Cathy Bryant is 44, vegan, bisexual, disabled and cheerful, all of which have informed her work. Cathy’s poems and stories have been published on five continents in magazines and anthologies. In 2010 she won the Marple Humorous Poetry Prize and in 2012 she won the Sampad ‘Inspired by Tagore’ Poetry Contest and the Swanezine Poetry Competition, and became runner-up Prole Laureate. Cathy co-edits the annual anthology ‘Best of Manchester Poets’, and her own collection, ‘Contains Strong Language and Scenes of a Sexual Nature’ is available from all good booksellers or online. She can be contacted at cathy@cathybryant.co.uk
Sissinghurst and Here
Trousered and bobbed, unlikely Eves
were the thoroughly modern Vita and Violet;
yet a fresh Eden of woman-love grew
as their strong hands planted, plucked
and arranged planned worlds of flora.
So tenderly you touch me, tentatively
– no confident aristocrats, we, and our garden
is unassuming and compact.
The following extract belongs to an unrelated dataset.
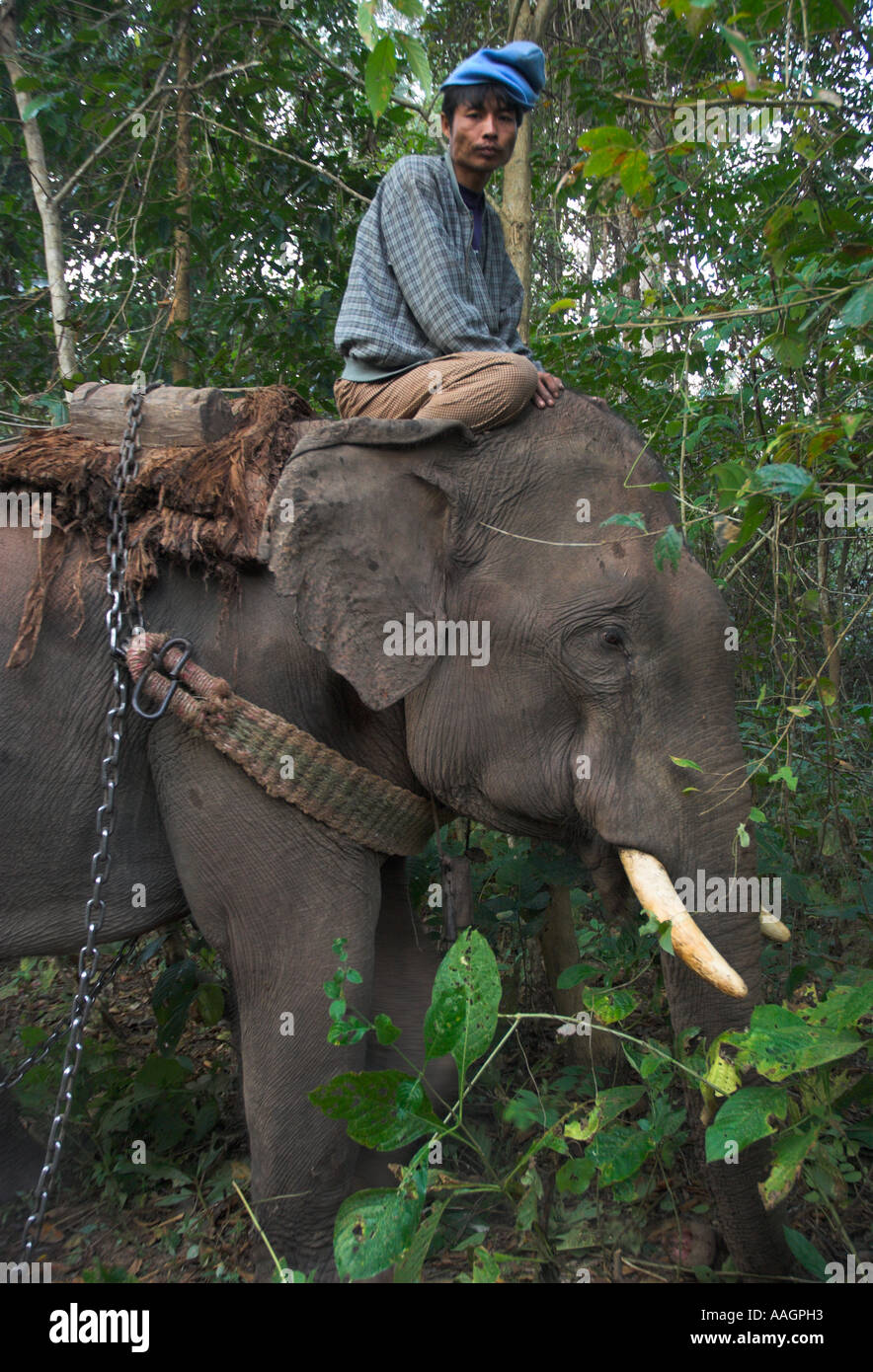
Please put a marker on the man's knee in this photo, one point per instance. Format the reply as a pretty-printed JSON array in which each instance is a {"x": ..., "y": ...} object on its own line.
[{"x": 524, "y": 376}]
Still,
it is still, full of scent from the sweetest
blooms, the rounding bushes, where we lie
after our pilgrimage to Sissinghurst.
Did Vita throw herself down on soft beds
of soil and say: let me hold your stem
and crown your head with buttercups?
In lesbian longing and sympathy for
the differing confines, even of green spaces,
I wish we could invite Vita and Violet
to return our visit. Come, sit.
See the hollyhocks and herbs. And always,
always, white roses and violets,
fragile, enduring, alive, alive-oh.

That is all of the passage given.